Many businesses were already operating online. Nevertheless, the pandemic also led to a very large number of small businesses moving their whole operation online, which is a big change. We tried to facilitate this by simplifying the onboarding process and providing extra support to make the transition easier for them.”

Serge WAGENER: “Payment services are a core business for society and it is only “normal” for them to be available 24/7. This is why systems are built redundantly to remain operational even in the event of major incidents. The pandemic required organisational adjustments to surveillance teams, but that was all. We haven’t seen a particular increase in fraud attempts, which doesn’t mean the risk has decreased. But the implementation of new security measures such as 3Dsecure for remote card payment, the implementation of more reliable means of authentication such as LuxTrust Mobile provide better protection against fraud.

What particular trends have you identified?

Claire ALEXANDRE: “Customer behaviour has of course changed. Consumers who were already used to order online have increased their take-up of online services, but more importantly, a large part of the population who had never ordered anything online before, changed their habits and began to use e-commerce. This was forced behaviour because of the lockdown, but we expect these habits to remain. We have noted a particular increase in the 50+ age bracket, who have a high purchasing power, and are very demanding in terms of security, simplicity and service.

Cybersecurity is a real issue. There was definitely increased activity from bad actors trying to take advantage of vulnerabilities, with many instances of cyberattacks, from email scams to price gouging. Fraud prevention is an area where at PayPal are constantly innovating and also have many years of experience. This has allowed us to stay ahead. Protection of both the buyer and the seller has always been a key element of our services, as our business is built on trust.”
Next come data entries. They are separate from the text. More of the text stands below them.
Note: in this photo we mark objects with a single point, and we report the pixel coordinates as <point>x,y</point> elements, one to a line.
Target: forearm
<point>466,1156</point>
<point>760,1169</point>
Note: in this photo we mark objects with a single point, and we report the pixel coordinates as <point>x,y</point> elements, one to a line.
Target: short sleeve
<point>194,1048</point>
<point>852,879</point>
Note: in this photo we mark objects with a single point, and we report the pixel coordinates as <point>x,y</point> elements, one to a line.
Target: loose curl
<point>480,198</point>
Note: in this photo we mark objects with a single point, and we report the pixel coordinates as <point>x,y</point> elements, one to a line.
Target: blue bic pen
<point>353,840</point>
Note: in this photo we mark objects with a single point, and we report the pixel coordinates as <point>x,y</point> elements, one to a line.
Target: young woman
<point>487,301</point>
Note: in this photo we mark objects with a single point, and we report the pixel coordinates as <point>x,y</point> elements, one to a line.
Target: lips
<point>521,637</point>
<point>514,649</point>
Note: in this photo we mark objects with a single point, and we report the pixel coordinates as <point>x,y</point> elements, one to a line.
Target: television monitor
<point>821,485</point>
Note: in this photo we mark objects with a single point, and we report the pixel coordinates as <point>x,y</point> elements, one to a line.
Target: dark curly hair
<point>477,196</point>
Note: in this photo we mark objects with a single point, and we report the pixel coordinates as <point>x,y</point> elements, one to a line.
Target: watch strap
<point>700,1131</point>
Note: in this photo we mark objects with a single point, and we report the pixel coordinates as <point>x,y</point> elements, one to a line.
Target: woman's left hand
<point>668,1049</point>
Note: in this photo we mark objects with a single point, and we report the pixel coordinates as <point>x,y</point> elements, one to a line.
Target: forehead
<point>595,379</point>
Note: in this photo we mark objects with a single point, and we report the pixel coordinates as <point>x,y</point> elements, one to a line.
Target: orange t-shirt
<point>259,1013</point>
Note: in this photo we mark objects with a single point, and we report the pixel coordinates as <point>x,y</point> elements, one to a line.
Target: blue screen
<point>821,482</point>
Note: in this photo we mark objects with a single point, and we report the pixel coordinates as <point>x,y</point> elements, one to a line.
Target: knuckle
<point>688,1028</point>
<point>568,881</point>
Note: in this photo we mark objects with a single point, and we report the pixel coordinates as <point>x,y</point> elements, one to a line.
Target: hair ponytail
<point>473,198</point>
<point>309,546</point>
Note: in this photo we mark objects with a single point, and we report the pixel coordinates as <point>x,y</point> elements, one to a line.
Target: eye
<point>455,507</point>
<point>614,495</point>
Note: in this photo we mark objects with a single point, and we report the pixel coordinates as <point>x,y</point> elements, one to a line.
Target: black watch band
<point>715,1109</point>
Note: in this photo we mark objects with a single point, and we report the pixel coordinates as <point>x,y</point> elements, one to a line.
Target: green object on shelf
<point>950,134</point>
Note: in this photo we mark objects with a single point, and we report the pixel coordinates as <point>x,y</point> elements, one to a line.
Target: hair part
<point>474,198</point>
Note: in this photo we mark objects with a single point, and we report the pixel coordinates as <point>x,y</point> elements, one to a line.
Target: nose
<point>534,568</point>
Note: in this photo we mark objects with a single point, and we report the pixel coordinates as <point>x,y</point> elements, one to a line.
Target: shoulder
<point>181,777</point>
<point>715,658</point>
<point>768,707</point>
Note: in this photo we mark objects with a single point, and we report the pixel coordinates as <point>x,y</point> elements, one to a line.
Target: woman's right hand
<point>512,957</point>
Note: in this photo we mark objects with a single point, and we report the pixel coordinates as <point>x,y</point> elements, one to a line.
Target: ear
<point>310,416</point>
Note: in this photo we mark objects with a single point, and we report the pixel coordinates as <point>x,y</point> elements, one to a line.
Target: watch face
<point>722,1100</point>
Serge WAGENER: “As a result of the pandemic, the appetite for remote / contactless services has increased dramatically. Out of necessity to respect social distancing or avoid contact, but also through habits that change very quickly. Modern and practical solutions are there and it is the first time you use them that you notice them. We are seeing an interest from our customers in contactless payment methods, whether it is the “contactless” card, Apple Pay or Digicash by Payconiq. The pandemic is a real boost to get customers to try something new.”

Did you suffer any disruption to services at any time during the last year?

Claire ALEXANDRE: “Not really. A survey across all members of the ABBL Payments Cluster reported only minor glitches, but overall, transactions continued to be settled normally and without incident.”